Danny is deeply connected with Psychological Astrology and the Faculty of Astrological Studies. He has attended every in-person Summer School at Oxford since 2017, and shares a birthday with Melanie Reinhart. He is currently working towards its certificate, and eventually aspires to attain its formidable diploma in modern astrology. Along with Rory Keys, he is one of the few astrologers in his generation with the distinct privilege of studying in person with Liz Greene, when she gave a workshop in Cornwall in 2017 on Jung’s Red Book and the interconnections between astrology, theurgy, myth and analytic psychology.
Danny is deeply connected with the revival of Hellenistic and traditional astrology. He attended Demetra George’s inaugural retreats in Hellenistic Astrology in 2016, 2017 and 2018. He joined Demetra on a pilgrimage to sacred sites in Greece in 2019 - right before the pandemic - exploring the mysteries as one of the roots of the magical tradition. He passed Demetra’s first and second Herculean exams in Hellenistic Astrology with Distinction, and is currently bringing his third time lord exam to completion. He assisted Chris Brennan with research projects for his landmark 2017 book on Hellenistic Astrology, and plans to re-engage and finish his course after completing Demetra’s exams. In 2024, Danny began studying Medieval and Persian techniques as an enrolled student of Benjamin Dykes, as an extension of his penetrating studies with Demetra and Chris.

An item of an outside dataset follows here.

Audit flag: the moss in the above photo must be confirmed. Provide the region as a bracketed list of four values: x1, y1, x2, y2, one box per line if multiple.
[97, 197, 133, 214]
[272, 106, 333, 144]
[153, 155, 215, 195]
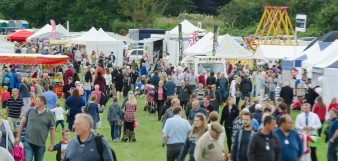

Danny is Irish-American. In 2022, he traveled to Ireland with his brother Sean. As brothers, they underwent an initiation into the celtic path with Ireland's most prominent living druid - Ard Druí Con Connor - in the bogs of Roscommon - the county of their ancestral Larkin roots. As brothers, they crawled through the mud and entered into the depths of a cave to the otherworld that freed their Celtic ancestors from fear. Danny is fearless about facilitating pagan and astrological community. He is passionate about crawling through the mud to organize events in person and online that resurrect the celestial spirituality of his druid ancestors. At times grandiloquent, loquacious, over-opinionated, unabashedly anti-colonial, prone to angry tirades, but overflowing with the wit and blarney of the Emerald Isle, Danny is probably too passionate about astrology’s past, present and future.